Dear Community!
I’m having a strange problem while trying to implement ignore_malformed to avoid documents being dropped when a field contains invalid data.
From my Logstash logs, I often see messages like this:
[...] :response=>{"create"=>{"status"=>400, "error"=>{"type"=>"document_parsing_exception", "reason"=>"[1:1531] failed to parse field [source.ip] of type [ip] in document with id 'cCxu2psBc1CNJ_tCN3uu'. Preview of field's value: '1964'", "caused_by"=>{"type"=>"illegal_argument_exception", "reason"=>"'1964' is not an IP string literal."}}}}}
In this case, the log contains an invalid IP address that Elasticsearch tries to parse into a field of type ip.

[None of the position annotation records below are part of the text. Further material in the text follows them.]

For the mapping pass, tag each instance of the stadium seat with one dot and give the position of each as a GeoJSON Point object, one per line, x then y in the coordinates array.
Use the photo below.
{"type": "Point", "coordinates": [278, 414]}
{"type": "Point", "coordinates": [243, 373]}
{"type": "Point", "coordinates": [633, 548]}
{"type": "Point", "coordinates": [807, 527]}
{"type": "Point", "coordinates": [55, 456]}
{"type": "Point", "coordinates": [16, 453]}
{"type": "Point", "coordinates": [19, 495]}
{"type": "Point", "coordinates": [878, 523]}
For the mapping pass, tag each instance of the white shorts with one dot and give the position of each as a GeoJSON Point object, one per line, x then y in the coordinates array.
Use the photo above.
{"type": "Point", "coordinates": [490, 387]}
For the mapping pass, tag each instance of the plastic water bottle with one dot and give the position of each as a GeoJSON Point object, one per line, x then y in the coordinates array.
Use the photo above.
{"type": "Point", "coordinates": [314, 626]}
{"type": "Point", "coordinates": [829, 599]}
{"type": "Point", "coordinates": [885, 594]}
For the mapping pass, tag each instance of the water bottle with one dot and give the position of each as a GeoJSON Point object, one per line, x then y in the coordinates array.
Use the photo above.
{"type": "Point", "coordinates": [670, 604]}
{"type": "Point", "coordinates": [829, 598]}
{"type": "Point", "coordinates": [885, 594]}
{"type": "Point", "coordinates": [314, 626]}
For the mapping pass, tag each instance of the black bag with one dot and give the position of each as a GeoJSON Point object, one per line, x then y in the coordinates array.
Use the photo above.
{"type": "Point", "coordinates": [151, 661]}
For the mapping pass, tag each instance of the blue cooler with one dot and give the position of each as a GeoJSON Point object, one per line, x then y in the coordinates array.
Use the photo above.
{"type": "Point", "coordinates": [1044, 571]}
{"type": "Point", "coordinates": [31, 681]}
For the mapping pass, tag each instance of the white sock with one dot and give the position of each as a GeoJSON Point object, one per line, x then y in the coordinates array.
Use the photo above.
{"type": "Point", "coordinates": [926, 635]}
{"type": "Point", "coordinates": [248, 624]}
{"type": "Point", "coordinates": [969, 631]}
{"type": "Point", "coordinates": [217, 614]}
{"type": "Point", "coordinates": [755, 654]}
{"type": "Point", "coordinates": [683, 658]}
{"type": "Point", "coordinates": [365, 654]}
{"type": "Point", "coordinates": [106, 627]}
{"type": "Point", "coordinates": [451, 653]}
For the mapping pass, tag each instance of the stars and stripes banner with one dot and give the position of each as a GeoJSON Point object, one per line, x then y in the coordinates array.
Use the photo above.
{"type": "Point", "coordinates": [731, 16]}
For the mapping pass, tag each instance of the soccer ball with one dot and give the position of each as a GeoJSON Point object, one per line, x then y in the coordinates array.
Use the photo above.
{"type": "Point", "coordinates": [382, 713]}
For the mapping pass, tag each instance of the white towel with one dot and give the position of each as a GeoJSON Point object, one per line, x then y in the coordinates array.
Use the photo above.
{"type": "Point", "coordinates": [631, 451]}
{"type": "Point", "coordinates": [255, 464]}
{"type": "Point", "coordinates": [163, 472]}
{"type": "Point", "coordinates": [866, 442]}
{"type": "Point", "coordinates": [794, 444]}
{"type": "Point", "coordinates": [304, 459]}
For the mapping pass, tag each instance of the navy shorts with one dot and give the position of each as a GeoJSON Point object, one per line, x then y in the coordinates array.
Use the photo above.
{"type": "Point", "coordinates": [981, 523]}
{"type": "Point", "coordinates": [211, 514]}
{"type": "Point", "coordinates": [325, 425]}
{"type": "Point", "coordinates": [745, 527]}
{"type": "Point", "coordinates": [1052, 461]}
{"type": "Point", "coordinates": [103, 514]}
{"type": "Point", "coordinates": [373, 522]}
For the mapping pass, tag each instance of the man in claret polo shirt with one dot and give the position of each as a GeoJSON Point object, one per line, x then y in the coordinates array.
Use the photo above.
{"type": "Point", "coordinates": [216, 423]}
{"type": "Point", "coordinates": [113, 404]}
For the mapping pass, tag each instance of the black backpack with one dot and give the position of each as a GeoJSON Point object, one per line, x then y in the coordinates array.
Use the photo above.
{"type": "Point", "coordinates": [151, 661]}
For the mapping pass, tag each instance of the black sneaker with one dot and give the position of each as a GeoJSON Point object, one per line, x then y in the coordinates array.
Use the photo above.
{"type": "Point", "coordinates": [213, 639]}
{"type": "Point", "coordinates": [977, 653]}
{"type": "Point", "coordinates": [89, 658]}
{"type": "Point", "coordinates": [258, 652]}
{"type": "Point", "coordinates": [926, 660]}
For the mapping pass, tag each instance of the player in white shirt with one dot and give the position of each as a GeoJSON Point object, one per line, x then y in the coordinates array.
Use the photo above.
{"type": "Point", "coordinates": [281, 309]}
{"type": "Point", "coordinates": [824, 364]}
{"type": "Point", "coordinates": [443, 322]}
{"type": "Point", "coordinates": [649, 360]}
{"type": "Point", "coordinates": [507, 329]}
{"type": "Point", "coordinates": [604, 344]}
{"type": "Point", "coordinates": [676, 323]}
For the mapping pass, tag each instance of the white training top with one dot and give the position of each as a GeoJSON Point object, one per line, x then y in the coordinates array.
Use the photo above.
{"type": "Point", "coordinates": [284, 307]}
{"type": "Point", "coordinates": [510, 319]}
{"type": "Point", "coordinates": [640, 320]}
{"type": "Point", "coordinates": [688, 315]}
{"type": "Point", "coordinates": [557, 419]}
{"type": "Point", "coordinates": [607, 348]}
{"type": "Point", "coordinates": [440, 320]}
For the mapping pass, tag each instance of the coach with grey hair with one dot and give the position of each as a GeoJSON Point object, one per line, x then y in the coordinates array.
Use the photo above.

In this example, the value is 1964, which is obviously not an IP address, so Elasticsearch drops the document with the error is not an IP string literal.
I then found the ignore_malformed parameter, which should allow me to ignore such invalid values. This is explained here:
https://www.elastic.co/observability-labs/blog/antidote-index-mapping-exceptions-ignore-malformed
So I modifed my dynamic temlate et reflect this change:
"dynamic_templates": [
{
"ip_addr": {
"path_match": "*.ip",
"mapping": {
"ignore_malformed": true,
"type": "ip"
}
}
},
{
"ports": {
"path_match": "*.port",
"mapping": {
"ignore_malformed": true,
"type": "float"
}
}
},
{
"bytes": {
"path_match": "*.bytes",
"mapping": {
"ignore_malformed": true,
"type": "float"
}
}
},
[...]
]
When I look at the index, I can see that the parameter is present in the dynamic templates section of the index.
However, if I inspect a field—let’s say host.ip—the field type is correctly set to ip, as expected from the *.ip dynamic template, but the parameter "ignore_malformed": true is not present.
Since the field type is ip, I know that the dynamic template is being applied; otherwise, the field would have been mapped as text. But why does it seem that "ignore_malformed": true is not being taken into account?
Here is an example of one of my indices for the field host:
"host": {
"properties": {
"domain": {
"type": "keyword",
"ignore_above": 1024
},
"hostname": {
"type": "keyword",
"ignore_above": 1024
},
"ip": {
"type": "ip" <====== Type as been set to IP, but "ignore_malformed": true is missing
},
Ideally, it should look like this:
"ip": {
"type": "ip",
"ignore_malformed": true
},
I’m a bit confused about why this is not working as expected. Did I miss something, or is there a limitation or special behavior with ignore_malformed and dynamic templates?
I will try to upload the output of my index template from following command:
GET _index_template/filebeat-8.18*
This should show the full definition of my index template.
Thank you all and Best Regards,
Yanick